19. Hukuk Dairesi Esas No: 2015/9912 Karar No: 2016/3107 Karar Tarihi: 25.02.2016
Yargıtay 19. Hukuk Dairesi 2015/9912 Esas 2016/3107 Karar Sayılı İlamı
Özet:
Davacı şirketin, kamu bankalarının Euro üzerinden açılan vadeli döviz tevdiat hesaplarına uygulanacak azami faiz oranını dikkate alınmadığını iddia ederek açtığı menfi tespit davası reddedilmiştir. Ancak mahkeme, hüküm ile gerekçe arasındaki çelişki nedeniyle kararın bozulmasına karar vermiştir. Kanun maddeleri olarak ise 3095 sayılı Kanun'un 4/a maddesi ve HUMK’un 381. ve 388. (HMK’nın 294 ve 297) maddesi belirtilmiştir.
19. Hukuk Dairesi 2015/9912 E. , 2016/3107 K. "İçtihat Metni"
Y A R G I T A Y İ L A M I MAHKEMESİ : ...Asliye Ticaret Mahkemesi TARİHİ : 26/03/2015 NUMARASI : 2014/429-2015/144
Taraflar arasındaki menfi tespit davasının yapılan yargılaması sonunda ilamda yazılı nedenlerden dolayı davanın reddine yönelik olarak verilen hükmün davacı vekilince duruşmalı olarak temyiz edilmesi üzerine ilgililere çağrı kağıdı gönderilmişti. Belli günde davacı şirket yetkili temsilcisi ... ve davacı vek. Av. ..., davalılardan ... vek. Av. ... ile davalılardan ... vek. Av. ..."ın gelmiş olmalarıyla duruşmaya başlanarak hazır bulunan avukatların ve şirket yetkili temsilcisinin sözlü açıklamaları dinlenildikten ve temyiz dilekçesinin süresinde olduğu anlaşıldıktan sonra dosya incelendi, gereği konuşulup düşünüldü.

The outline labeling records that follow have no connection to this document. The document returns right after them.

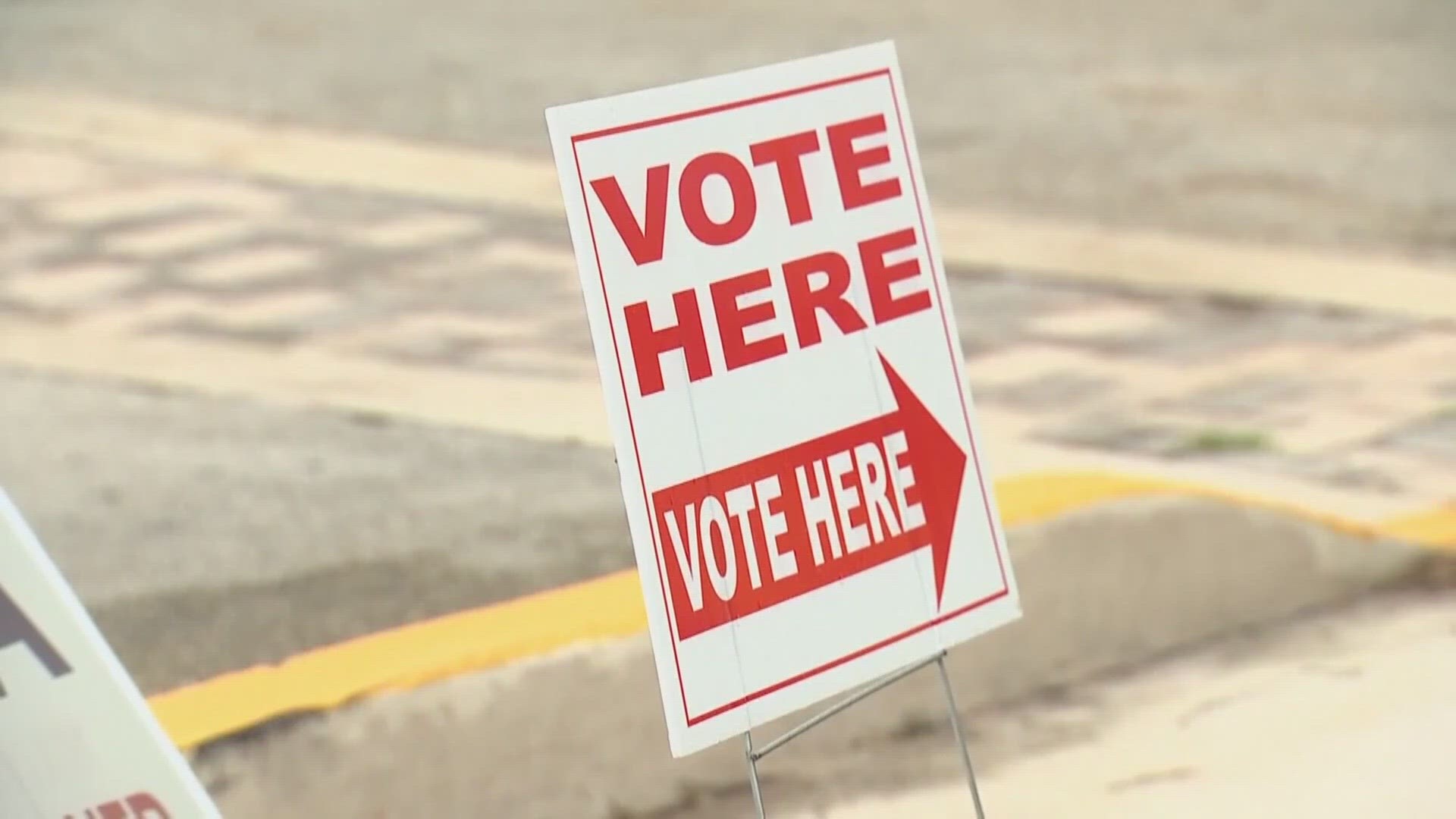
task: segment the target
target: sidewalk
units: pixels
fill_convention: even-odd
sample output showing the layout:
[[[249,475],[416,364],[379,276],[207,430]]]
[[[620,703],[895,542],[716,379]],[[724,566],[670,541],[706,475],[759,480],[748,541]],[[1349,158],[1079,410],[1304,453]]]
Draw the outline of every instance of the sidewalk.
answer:
[[[997,819],[1444,819],[1456,800],[1456,606],[1382,600],[1283,628],[1236,657],[1206,650],[1083,691],[1048,723],[1095,742],[981,778]],[[1048,788],[1048,783],[1056,783]],[[962,783],[802,819],[968,816]]]
[[[0,137],[0,360],[607,444],[565,224]],[[951,265],[999,474],[1450,498],[1456,328]]]

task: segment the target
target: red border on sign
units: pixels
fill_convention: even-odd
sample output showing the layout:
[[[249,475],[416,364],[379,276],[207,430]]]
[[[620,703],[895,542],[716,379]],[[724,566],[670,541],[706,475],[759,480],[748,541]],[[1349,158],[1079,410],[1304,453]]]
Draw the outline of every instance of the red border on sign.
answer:
[[[577,144],[588,141],[588,140],[601,138],[601,137],[610,137],[610,136],[616,136],[616,134],[625,134],[628,131],[639,131],[639,130],[651,128],[651,127],[655,127],[655,125],[667,125],[670,122],[680,122],[683,119],[693,119],[693,118],[697,118],[697,117],[708,117],[711,114],[722,114],[725,111],[734,111],[734,109],[738,109],[738,108],[747,108],[750,105],[760,105],[760,103],[764,103],[764,102],[773,102],[773,101],[785,99],[785,98],[789,98],[789,96],[798,96],[798,95],[802,95],[802,93],[811,93],[811,92],[815,92],[815,90],[823,90],[823,89],[828,89],[828,87],[836,87],[836,86],[843,86],[843,85],[849,85],[849,83],[858,83],[858,82],[865,82],[865,80],[872,80],[872,79],[879,79],[879,77],[884,77],[887,82],[890,82],[890,98],[891,98],[891,101],[895,105],[895,122],[900,127],[900,143],[901,143],[901,146],[904,149],[906,168],[910,172],[910,189],[914,194],[916,214],[920,219],[920,236],[929,245],[929,230],[926,229],[925,205],[922,203],[922,195],[920,195],[920,181],[916,176],[914,165],[910,162],[910,138],[909,138],[909,134],[906,133],[904,117],[901,115],[901,111],[900,111],[900,92],[895,89],[895,83],[894,83],[894,79],[893,79],[893,76],[890,73],[890,68],[877,68],[874,71],[863,71],[863,73],[850,74],[850,76],[846,76],[846,77],[836,77],[836,79],[831,79],[831,80],[824,80],[824,82],[808,85],[808,86],[799,86],[799,87],[785,89],[785,90],[779,90],[779,92],[773,92],[773,93],[753,96],[753,98],[748,98],[748,99],[740,99],[740,101],[735,101],[735,102],[725,102],[725,103],[713,105],[713,106],[709,106],[709,108],[699,108],[699,109],[695,109],[695,111],[683,111],[683,112],[678,112],[678,114],[670,114],[667,117],[657,117],[657,118],[652,118],[652,119],[644,119],[641,122],[628,122],[628,124],[623,124],[623,125],[613,125],[610,128],[601,128],[601,130],[597,130],[597,131],[587,131],[584,134],[577,134],[577,136],[571,137],[571,154],[572,154],[572,160],[577,165],[577,182],[581,187],[581,201],[582,201],[582,205],[585,207],[585,211],[587,211],[587,232],[591,236],[591,252],[593,252],[594,258],[597,259],[597,278],[601,281],[601,299],[603,299],[603,302],[606,303],[606,307],[607,307],[607,329],[612,332],[612,347],[613,347],[613,353],[616,354],[616,358],[617,358],[617,376],[619,376],[619,379],[622,382],[622,398],[626,402],[626,408],[628,408],[628,430],[632,434],[632,452],[633,452],[633,456],[636,458],[636,463],[638,463],[638,481],[642,485],[642,497],[649,504],[648,510],[646,510],[646,516],[648,516],[649,522],[652,520],[651,500],[648,500],[648,498],[651,498],[651,494],[646,490],[646,477],[642,472],[642,452],[638,447],[636,423],[632,418],[632,399],[630,399],[630,395],[628,392],[626,372],[622,367],[622,347],[617,344],[616,324],[612,321],[612,303],[607,300],[607,277],[606,277],[606,273],[601,270],[601,251],[597,246],[597,230],[596,230],[596,227],[591,223],[591,201],[587,198],[587,181],[585,181],[585,178],[582,176],[582,172],[581,172],[581,157],[579,157],[579,154],[577,152]],[[946,344],[946,348],[948,348],[948,351],[951,354],[951,358],[949,358],[951,360],[951,369],[955,370],[955,379],[960,382],[961,380],[961,373],[960,373],[960,369],[955,364],[955,361],[958,360],[957,358],[957,348],[955,348],[955,338],[954,338],[954,334],[951,332],[949,316],[945,312],[946,310],[946,305],[945,305],[945,297],[941,293],[941,275],[939,275],[939,271],[935,270],[935,254],[929,252],[929,246],[926,248],[926,259],[930,264],[930,280],[935,283],[935,297],[936,297],[936,302],[941,305],[941,324],[945,328],[945,344]],[[970,612],[973,612],[973,611],[976,611],[976,609],[978,609],[981,606],[986,606],[986,605],[989,605],[989,603],[992,603],[994,600],[999,600],[999,599],[1002,599],[1002,597],[1005,597],[1006,595],[1010,593],[1010,584],[1006,580],[1006,560],[1005,560],[1005,555],[1003,555],[1000,538],[996,533],[996,513],[992,512],[990,493],[986,488],[986,475],[981,471],[980,453],[977,453],[977,450],[976,450],[976,433],[971,428],[971,411],[970,411],[970,405],[965,402],[965,388],[964,388],[964,385],[961,386],[960,396],[961,396],[961,414],[965,418],[965,433],[967,433],[967,439],[970,440],[970,444],[971,444],[971,462],[976,463],[976,481],[977,481],[977,484],[981,488],[981,504],[986,509],[986,520],[987,520],[987,523],[990,523],[992,544],[996,548],[996,563],[1000,567],[1000,574],[1002,574],[1002,587],[1000,587],[1000,590],[996,592],[996,593],[993,593],[993,595],[989,595],[989,596],[986,596],[986,597],[983,597],[980,600],[976,600],[974,603],[961,606],[961,608],[958,608],[955,611],[951,611],[951,612],[945,612],[945,614],[936,615],[936,616],[925,621],[920,625],[916,625],[913,628],[901,631],[900,634],[887,637],[885,640],[881,640],[881,641],[878,641],[878,643],[875,643],[872,646],[866,646],[863,648],[859,648],[856,651],[844,654],[843,657],[830,660],[830,662],[823,663],[823,665],[820,665],[817,667],[812,667],[812,669],[810,669],[807,672],[796,673],[796,675],[794,675],[794,676],[791,676],[788,679],[783,679],[783,681],[776,682],[773,685],[760,688],[759,691],[754,691],[751,694],[747,694],[744,697],[732,700],[731,702],[725,702],[722,705],[718,705],[715,708],[703,711],[702,714],[696,714],[695,716],[695,714],[690,714],[689,710],[687,710],[687,688],[683,683],[683,665],[681,665],[681,660],[678,660],[678,656],[677,656],[677,643],[678,643],[678,640],[677,640],[677,624],[673,622],[673,606],[667,600],[667,579],[662,576],[662,544],[660,542],[660,538],[658,538],[658,533],[657,533],[657,525],[655,523],[652,525],[652,554],[657,558],[657,576],[658,576],[660,589],[662,592],[662,608],[667,611],[668,627],[671,630],[671,637],[673,637],[673,666],[677,669],[677,691],[678,691],[678,695],[683,700],[683,717],[687,720],[689,726],[695,726],[695,724],[699,724],[699,723],[702,723],[705,720],[711,720],[711,718],[713,718],[713,717],[716,717],[719,714],[732,711],[734,708],[738,708],[741,705],[747,705],[748,702],[753,702],[754,700],[760,700],[763,697],[767,697],[769,694],[773,694],[775,691],[780,691],[780,689],[788,688],[791,685],[804,682],[805,679],[810,679],[812,676],[818,676],[818,675],[821,675],[821,673],[824,673],[827,670],[831,670],[831,669],[836,669],[839,666],[843,666],[844,663],[858,660],[859,657],[863,657],[865,654],[878,651],[879,648],[884,648],[885,646],[891,646],[894,643],[898,643],[901,640],[913,637],[913,635],[916,635],[916,634],[919,634],[919,632],[922,632],[922,631],[925,631],[927,628],[933,628],[933,627],[936,627],[936,625],[939,625],[942,622],[955,619],[958,616],[964,616],[964,615],[967,615],[967,614],[970,614]]]

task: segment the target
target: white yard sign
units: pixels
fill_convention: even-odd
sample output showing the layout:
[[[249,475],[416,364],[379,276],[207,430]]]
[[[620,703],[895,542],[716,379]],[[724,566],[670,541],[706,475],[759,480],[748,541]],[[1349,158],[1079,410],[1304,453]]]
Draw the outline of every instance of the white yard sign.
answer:
[[[0,818],[218,816],[0,491]]]
[[[673,753],[1016,619],[894,47],[546,115]]]

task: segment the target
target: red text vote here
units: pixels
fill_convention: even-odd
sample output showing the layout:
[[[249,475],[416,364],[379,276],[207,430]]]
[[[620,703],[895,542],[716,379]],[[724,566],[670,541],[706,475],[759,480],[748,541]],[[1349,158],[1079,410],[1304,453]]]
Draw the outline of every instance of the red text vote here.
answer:
[[[671,293],[664,309],[649,310],[645,300],[620,307],[641,395],[665,389],[665,356],[681,356],[687,379],[696,382],[932,307],[932,284],[920,264],[925,236],[909,219],[860,227],[863,235],[839,232],[826,239],[830,246],[811,254],[778,255],[766,245],[761,265],[702,286],[673,283],[696,270],[700,251],[753,242],[754,226],[764,220],[823,227],[849,211],[906,197],[909,181],[895,172],[888,137],[885,115],[871,114],[724,146],[686,163],[644,168],[632,185],[641,189],[645,179],[641,201],[628,200],[616,175],[590,179],[590,195],[612,224],[604,240],[620,242],[633,262],[614,275],[651,277]],[[827,163],[833,184],[811,187],[810,162]],[[728,191],[725,203],[715,200],[724,207],[709,207],[709,182]],[[670,220],[684,230],[670,232]],[[670,248],[670,238],[683,238],[687,246]],[[852,302],[855,291],[868,294],[865,307]]]
[[[652,494],[680,640],[922,548],[943,590],[965,452],[881,364],[895,410]]]

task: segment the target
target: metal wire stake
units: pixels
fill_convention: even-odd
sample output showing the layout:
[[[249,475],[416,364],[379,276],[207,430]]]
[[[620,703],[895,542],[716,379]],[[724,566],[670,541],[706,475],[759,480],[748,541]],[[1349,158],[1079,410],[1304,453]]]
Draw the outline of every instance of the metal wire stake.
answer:
[[[767,819],[763,812],[763,791],[759,790],[759,756],[753,752],[753,732],[743,732],[743,755],[748,759],[748,788],[753,790],[753,807],[759,819]]]
[[[976,803],[976,819],[986,819],[986,809],[981,807],[981,791],[976,787],[976,768],[971,767],[971,749],[965,745],[965,732],[961,730],[961,711],[955,707],[955,691],[951,689],[951,673],[945,670],[945,654],[936,657],[935,666],[941,672],[941,685],[945,688],[945,704],[951,708],[951,730],[955,732],[955,745],[961,749],[961,762],[965,765],[965,778],[971,783],[971,800]],[[754,778],[754,788],[757,788],[757,777]],[[759,819],[764,819],[761,807],[759,809]]]

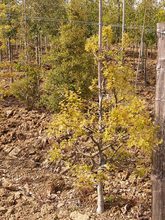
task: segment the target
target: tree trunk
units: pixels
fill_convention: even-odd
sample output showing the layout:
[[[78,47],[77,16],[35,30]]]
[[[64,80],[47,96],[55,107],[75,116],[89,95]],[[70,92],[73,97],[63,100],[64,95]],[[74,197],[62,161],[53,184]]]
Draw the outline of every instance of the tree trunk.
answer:
[[[99,182],[97,185],[97,213],[101,214],[104,211],[104,193],[103,183]]]
[[[155,114],[162,144],[153,150],[152,220],[165,220],[165,23],[157,25],[158,64]]]
[[[102,100],[103,100],[103,74],[102,74],[102,0],[99,0],[99,54],[98,54],[98,90],[99,90],[99,133],[100,133],[100,139],[99,139],[99,159],[100,159],[100,167],[103,165],[103,155],[102,155]],[[99,170],[98,170],[99,172]],[[97,207],[97,213],[101,214],[104,211],[104,196],[103,196],[103,184],[101,181],[99,181],[97,186],[97,193],[98,193],[98,207]]]

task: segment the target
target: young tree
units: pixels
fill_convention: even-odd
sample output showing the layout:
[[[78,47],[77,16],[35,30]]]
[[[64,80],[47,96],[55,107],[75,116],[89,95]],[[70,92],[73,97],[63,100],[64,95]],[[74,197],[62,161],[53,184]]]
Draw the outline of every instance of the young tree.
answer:
[[[149,152],[157,142],[144,103],[133,92],[133,72],[121,64],[110,43],[112,38],[111,28],[106,27],[102,50],[98,52],[97,36],[86,45],[102,63],[104,80],[99,81],[99,110],[98,98],[85,100],[74,92],[66,92],[60,112],[54,115],[49,128],[49,134],[55,138],[52,159],[65,161],[79,188],[97,185],[98,213],[104,210],[104,180],[115,161],[121,163],[119,158],[124,152],[134,154],[131,148]],[[94,94],[98,91],[96,84],[94,81]]]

-KARAR- Mahkemece, “3095 sayılı Kanun"un 4/a maddesi gereğince; kamu bankalarınca Euro üzerinden açılan 1 yıla kadar vadeli döviz tevdiat hesaplarına uygulanacağı bildirilen azami faiz oranı dikkate alınması gerekirken sehven bankalarca Euro üzerinden açılan döviz tevdiat hesaplarına uygulanacağı bildirilen azami faiz oranı dikkate alınmış ve talep edilen 5.054,79.-Euro, hesaplanan 5.178,08.-TL"den az olduğundan taleple bağlılık kuralı gereğince dava faiz oranı yönünden de reddedilmiştir. Oysa mahkemece "talep edilen 5.054,79 Euro faiz alacağı ile ilgili olarak davanın kısmen kabulüyle 1.602,74.-TL faiz alacağı bakımından davacının borçlu olmadığının tespitine" karar vermek gerekirdi.” şeklinde gerekçe oluşturulmuş ise de hüküm fıkrasında “davanın reddine” karar verilmiş olup, hüküm ile gerekçe arasındaki bu çelişki nedeniyle HUMK’un 381. ve 388. (HMK’nın 294 ve 297) maddeleri uyarınca hükmün bozulmasına karar vermek gerekmiştir. SONUÇ: Yukarıda açıklanan nedenle hükmün BOZULMASINA, bozma nedenine göre davacı vekilinin sair temyiz itirazlarının şimdilik incelenmesine yer olmadığına, vekili Yargıtay duruşmasında hazır bulunan davacı yararına takdir olunan 1.350,00 TL. duruşma vekalet ücret davalılardan alınarak davacıya ödenmesine, peşin harcın istek halinde iadesine, 25.02.2016 gününde oybirliğiyle karar verildi.